Jonagold combines the Jonathan red color splashed over a Golden Delicious background, but some strains are so red they cover the yellow completely. 

Jonagold combines the Jonathan red color splashed over a Golden Delicious background, but some strains are so red they cover the yellow completely.

Jonagold is one of 76 named offspring of the Jonathan apple and one of at least 25 named offspring of Golden Delicious, but the only other variety with both those parents is Hatsvaki, a variety developed in Japan.

Obviously, breeders think highly of these apples as parents, and many consider their Jonagold offspring one of the finest ­commercial varieties in orchards today. It is widely planted, all over the world, and its popularity is still increasing. In Europe, it is the _dominant variety in some areas, especially northern Europe, and it’s very well-liked by growers in Japan.

Ten years ago, there were an estimated 319,000 Jonagold trees in New York and about the same in Washington State. Worldwide, production of Jonagold apples was estimated at about 57 million bushels (excluding China), ranking it sixth in world production.

In 1988, it received the Outstanding Fruit Cultivar Award from the American Society for Horticultural Science, recognizing it as a modern fruit introduction having a significant impact, and that impact has grown since then.

Jonagold was bred by Cornell University breeder Richard Wellington at the New York State Agricultural Experiment Station in Geneva in 1943, selected as promising in 1953, and evaluated for 15 years before its naming and introduction in 1968 by Dr. Roger Way.

Way, now 92 years old, retired, and living in State College, Pennsylvania, ten miles from Way Fruit Farm where he grew up, introduced 11 varieties during his career, none more famous than Jonagold. Empire was his second best.

After his retirement in 1983, he said, he was invited by apple growers in Japan to tour that country, where Jonagold is highly regarded. He was presented with a Samurai warrior’s helmet—something his frien Dr. James Cummins remembers as contrasting with his “laid-back and ­gentle friend.”

Red fever

Cummins, who was breeding rootstocks at Cornell University as a contemporary of Way’s and now owns Cummins Nursery, said of ­Jonagold: “It was a dud here in this country. Back then, growers wanted redder apples and bigger McIntosh.” But it caught on in northern Europe—even though “red fever” almost destroyed it there as well, Cummins said.
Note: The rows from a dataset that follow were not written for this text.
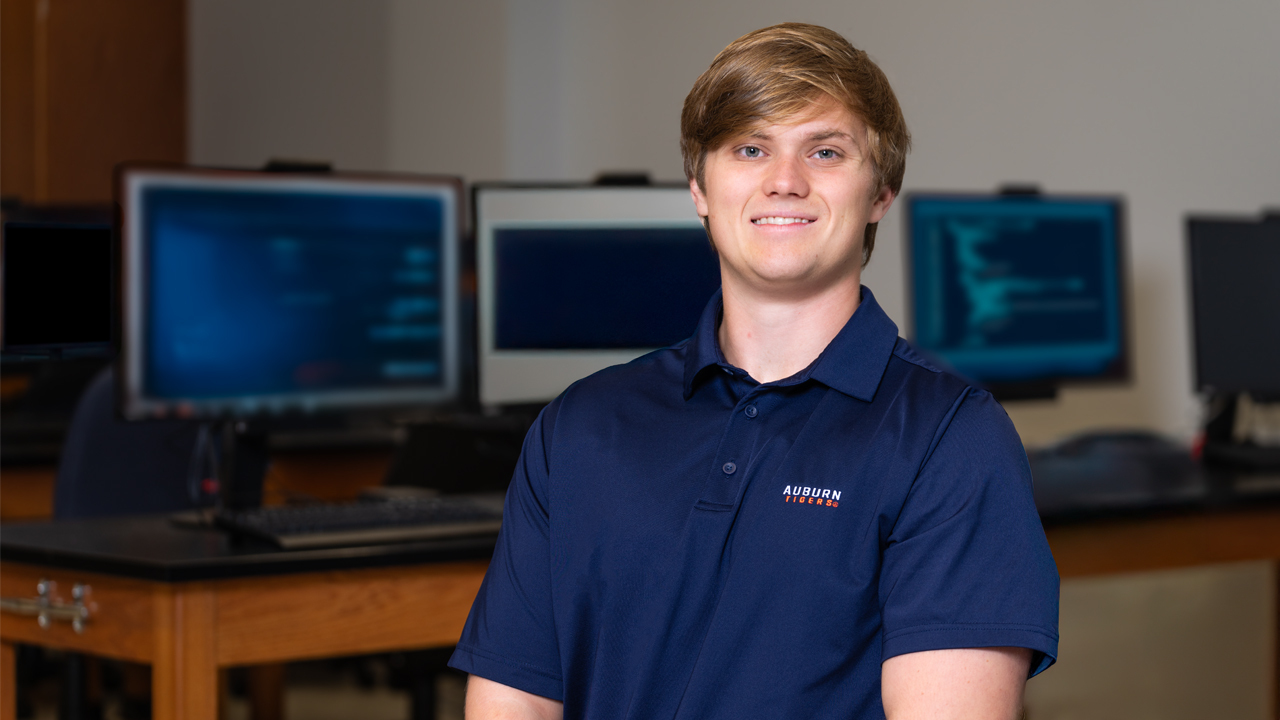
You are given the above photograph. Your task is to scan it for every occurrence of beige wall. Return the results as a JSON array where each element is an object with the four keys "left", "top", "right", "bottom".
[
  {"left": 189, "top": 4, "right": 1279, "bottom": 716},
  {"left": 386, "top": 0, "right": 506, "bottom": 183},
  {"left": 1026, "top": 561, "right": 1273, "bottom": 720},
  {"left": 189, "top": 0, "right": 391, "bottom": 170},
  {"left": 190, "top": 0, "right": 1280, "bottom": 446},
  {"left": 491, "top": 0, "right": 1280, "bottom": 447}
]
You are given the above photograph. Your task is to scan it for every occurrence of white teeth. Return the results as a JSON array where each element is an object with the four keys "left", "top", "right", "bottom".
[{"left": 753, "top": 216, "right": 812, "bottom": 225}]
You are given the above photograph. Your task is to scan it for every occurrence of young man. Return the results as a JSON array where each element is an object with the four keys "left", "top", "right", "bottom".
[{"left": 450, "top": 23, "right": 1059, "bottom": 719}]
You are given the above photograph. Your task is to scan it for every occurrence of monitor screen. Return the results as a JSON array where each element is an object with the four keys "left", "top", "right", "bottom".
[
  {"left": 2, "top": 214, "right": 113, "bottom": 359},
  {"left": 1188, "top": 214, "right": 1280, "bottom": 398},
  {"left": 119, "top": 167, "right": 462, "bottom": 420},
  {"left": 904, "top": 193, "right": 1128, "bottom": 392},
  {"left": 476, "top": 185, "right": 720, "bottom": 406}
]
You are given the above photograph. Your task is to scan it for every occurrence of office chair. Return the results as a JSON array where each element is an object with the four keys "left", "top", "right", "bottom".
[
  {"left": 54, "top": 365, "right": 207, "bottom": 520},
  {"left": 52, "top": 365, "right": 286, "bottom": 720},
  {"left": 53, "top": 367, "right": 453, "bottom": 720}
]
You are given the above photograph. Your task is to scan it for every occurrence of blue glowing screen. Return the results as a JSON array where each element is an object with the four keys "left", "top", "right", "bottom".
[
  {"left": 143, "top": 187, "right": 449, "bottom": 405},
  {"left": 908, "top": 195, "right": 1125, "bottom": 384},
  {"left": 494, "top": 227, "right": 720, "bottom": 349}
]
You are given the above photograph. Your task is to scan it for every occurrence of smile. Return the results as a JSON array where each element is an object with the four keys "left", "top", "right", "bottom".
[{"left": 752, "top": 217, "right": 813, "bottom": 225}]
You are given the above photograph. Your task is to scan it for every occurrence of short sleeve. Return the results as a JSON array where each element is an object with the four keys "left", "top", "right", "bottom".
[
  {"left": 448, "top": 401, "right": 565, "bottom": 700},
  {"left": 879, "top": 389, "right": 1060, "bottom": 676}
]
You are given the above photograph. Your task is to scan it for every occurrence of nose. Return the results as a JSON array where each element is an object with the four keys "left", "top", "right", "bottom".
[{"left": 763, "top": 154, "right": 809, "bottom": 198}]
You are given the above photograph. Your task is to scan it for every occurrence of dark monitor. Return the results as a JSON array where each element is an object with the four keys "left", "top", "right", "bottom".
[
  {"left": 2, "top": 209, "right": 113, "bottom": 360},
  {"left": 1188, "top": 213, "right": 1280, "bottom": 399},
  {"left": 475, "top": 184, "right": 720, "bottom": 406},
  {"left": 904, "top": 192, "right": 1129, "bottom": 398},
  {"left": 118, "top": 167, "right": 463, "bottom": 421}
]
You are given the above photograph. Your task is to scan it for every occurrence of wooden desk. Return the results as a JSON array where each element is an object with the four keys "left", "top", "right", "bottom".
[
  {"left": 1044, "top": 502, "right": 1280, "bottom": 718},
  {"left": 1046, "top": 503, "right": 1280, "bottom": 579},
  {"left": 7, "top": 501, "right": 1280, "bottom": 719},
  {"left": 0, "top": 516, "right": 494, "bottom": 720}
]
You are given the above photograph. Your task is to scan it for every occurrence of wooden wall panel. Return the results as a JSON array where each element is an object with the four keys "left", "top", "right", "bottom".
[
  {"left": 0, "top": 465, "right": 56, "bottom": 520},
  {"left": 1, "top": 0, "right": 38, "bottom": 200},
  {"left": 41, "top": 0, "right": 186, "bottom": 202},
  {"left": 0, "top": 641, "right": 15, "bottom": 720},
  {"left": 1, "top": 0, "right": 186, "bottom": 204}
]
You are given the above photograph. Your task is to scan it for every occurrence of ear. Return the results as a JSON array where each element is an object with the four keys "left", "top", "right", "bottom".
[
  {"left": 690, "top": 177, "right": 710, "bottom": 218},
  {"left": 868, "top": 185, "right": 896, "bottom": 224}
]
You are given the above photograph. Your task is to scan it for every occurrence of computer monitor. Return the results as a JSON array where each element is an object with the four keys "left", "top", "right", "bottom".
[
  {"left": 1187, "top": 213, "right": 1280, "bottom": 399},
  {"left": 904, "top": 192, "right": 1129, "bottom": 398},
  {"left": 475, "top": 184, "right": 721, "bottom": 407},
  {"left": 2, "top": 208, "right": 113, "bottom": 360},
  {"left": 118, "top": 167, "right": 463, "bottom": 421}
]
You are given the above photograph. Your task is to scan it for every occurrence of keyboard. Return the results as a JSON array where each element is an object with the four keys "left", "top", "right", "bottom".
[
  {"left": 1028, "top": 431, "right": 1206, "bottom": 517},
  {"left": 214, "top": 494, "right": 504, "bottom": 549}
]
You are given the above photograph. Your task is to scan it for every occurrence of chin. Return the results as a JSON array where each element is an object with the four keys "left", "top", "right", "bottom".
[
  {"left": 745, "top": 261, "right": 859, "bottom": 296},
  {"left": 743, "top": 255, "right": 820, "bottom": 284},
  {"left": 744, "top": 268, "right": 825, "bottom": 293}
]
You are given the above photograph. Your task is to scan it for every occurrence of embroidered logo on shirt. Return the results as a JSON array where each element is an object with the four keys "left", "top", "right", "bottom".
[{"left": 782, "top": 485, "right": 840, "bottom": 508}]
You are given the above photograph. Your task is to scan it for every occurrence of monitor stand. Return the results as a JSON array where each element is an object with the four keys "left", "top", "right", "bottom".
[
  {"left": 169, "top": 421, "right": 269, "bottom": 527},
  {"left": 217, "top": 421, "right": 269, "bottom": 510},
  {"left": 1200, "top": 392, "right": 1280, "bottom": 472}
]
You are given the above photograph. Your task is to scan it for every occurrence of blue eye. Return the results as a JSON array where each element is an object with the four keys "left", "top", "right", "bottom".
[
  {"left": 741, "top": 146, "right": 761, "bottom": 158},
  {"left": 816, "top": 149, "right": 838, "bottom": 160}
]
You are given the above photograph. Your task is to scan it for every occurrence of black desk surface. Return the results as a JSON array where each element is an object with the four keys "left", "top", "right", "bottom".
[
  {"left": 1033, "top": 459, "right": 1280, "bottom": 525},
  {"left": 0, "top": 514, "right": 498, "bottom": 583},
  {"left": 4, "top": 461, "right": 1278, "bottom": 584}
]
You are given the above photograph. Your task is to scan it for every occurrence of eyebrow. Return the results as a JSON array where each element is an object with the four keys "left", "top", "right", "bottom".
[
  {"left": 745, "top": 128, "right": 856, "bottom": 143},
  {"left": 808, "top": 130, "right": 855, "bottom": 143}
]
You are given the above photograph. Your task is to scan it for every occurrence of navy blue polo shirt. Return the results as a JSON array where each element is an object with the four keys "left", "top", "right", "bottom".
[{"left": 449, "top": 287, "right": 1059, "bottom": 719}]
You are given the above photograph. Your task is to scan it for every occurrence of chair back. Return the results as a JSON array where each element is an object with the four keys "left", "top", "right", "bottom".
[{"left": 54, "top": 366, "right": 207, "bottom": 520}]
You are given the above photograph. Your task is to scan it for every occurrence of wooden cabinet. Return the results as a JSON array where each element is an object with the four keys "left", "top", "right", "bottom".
[
  {"left": 1, "top": 0, "right": 185, "bottom": 204},
  {"left": 1, "top": 558, "right": 489, "bottom": 720}
]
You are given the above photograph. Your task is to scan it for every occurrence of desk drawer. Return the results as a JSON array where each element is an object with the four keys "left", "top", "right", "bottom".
[
  {"left": 2, "top": 558, "right": 490, "bottom": 668},
  {"left": 0, "top": 561, "right": 156, "bottom": 663},
  {"left": 213, "top": 561, "right": 488, "bottom": 666}
]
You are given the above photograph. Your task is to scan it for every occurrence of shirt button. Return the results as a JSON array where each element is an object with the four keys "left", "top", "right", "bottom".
[
  {"left": 722, "top": 461, "right": 737, "bottom": 475},
  {"left": 744, "top": 405, "right": 758, "bottom": 418}
]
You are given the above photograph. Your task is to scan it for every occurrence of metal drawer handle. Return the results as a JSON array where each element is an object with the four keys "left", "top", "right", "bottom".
[{"left": 0, "top": 579, "right": 93, "bottom": 633}]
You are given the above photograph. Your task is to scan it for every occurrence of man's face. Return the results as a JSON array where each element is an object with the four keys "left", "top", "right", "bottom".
[{"left": 690, "top": 98, "right": 895, "bottom": 301}]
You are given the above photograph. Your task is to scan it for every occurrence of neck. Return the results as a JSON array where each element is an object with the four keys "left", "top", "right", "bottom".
[{"left": 717, "top": 277, "right": 861, "bottom": 384}]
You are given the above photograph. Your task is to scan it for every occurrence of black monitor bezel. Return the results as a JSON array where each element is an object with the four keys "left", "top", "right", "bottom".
[
  {"left": 1186, "top": 212, "right": 1280, "bottom": 400},
  {"left": 901, "top": 190, "right": 1132, "bottom": 399}
]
Jonagold has the background color of Golden Delicious, flushed with large amounts of red. Many high-colored sports—more than 100—exist, including Jonagored, one of the most popular. Many of these were discovered in Belgium, where Jonagold is widely planted and accounts for nearly 60 percent of apple production. It is the third most popular ­variety in Canada.

Jonagold managed to avoid some of the worst traits of its parents. Unlike Golden Delicious, it does not develop finish problems when grown in cooler climates. And unlike the smallish Jonathan, Jonagold is a large apple with a small core. Processors like that feature.

It does lack one very desirable trait that its mom has. Golden Delicious is valued as a good pollinator of other apple varieties, but Jonagold can’t ­pollinate itself or any other variety. It is a triploid.

Jonagold ripens midseason and stores only a couple of months in ­regular storage, but will hold up to ten months in CA storage.

Jonagold’s sweet-tart flavor makes it good for eating fresh and in salads, for cooking, for juice, both for fresh and for hard cider. The creamy, yellow flesh is juicy and aromatic. It is breaking in texture. It is a moderately vigorous, heavy cropper, a semispur type ­considered easy to manage.

The fruit is susceptible to bitter pit and to sunburn in hot climates. Calcium sprays, five to eight per season, are recommended for control of bitter pit and are considered essential on younger trees.

Susan Brown, the apple breeder at Cornell, keeps tabs on Jonagold, although exact statistics aren’t kept by anybody. She lists Jonagold among the five best-known Cornell-developed varieties, the others being Empire, Cortland, Macoun, and Liberty. Cornell released 62 named varieties during its century of apple breeding.  Empire has had a larger impact in its home state, where it is the second leading variety behind McIntosh.

Jonagold is considered a grower-friendly tree. “Jonagold branches freely, and develops nice side branches and thus fits nicely in a vertical axis training system. It responds well to renewal pruning of fruiting branches,” says Cornell horticulturist Dr. Steve Hoying.

As an apple that was deliberately bred and not discovered, there are no shrines to Jonagold or veneration of the original seedling. As Dr. Way put it, “The original tree is long since gone.” It is “routine,” he said, for seedling trees in breeding programs to be destroyed after being selected and bud wood taken for propagation through grafting.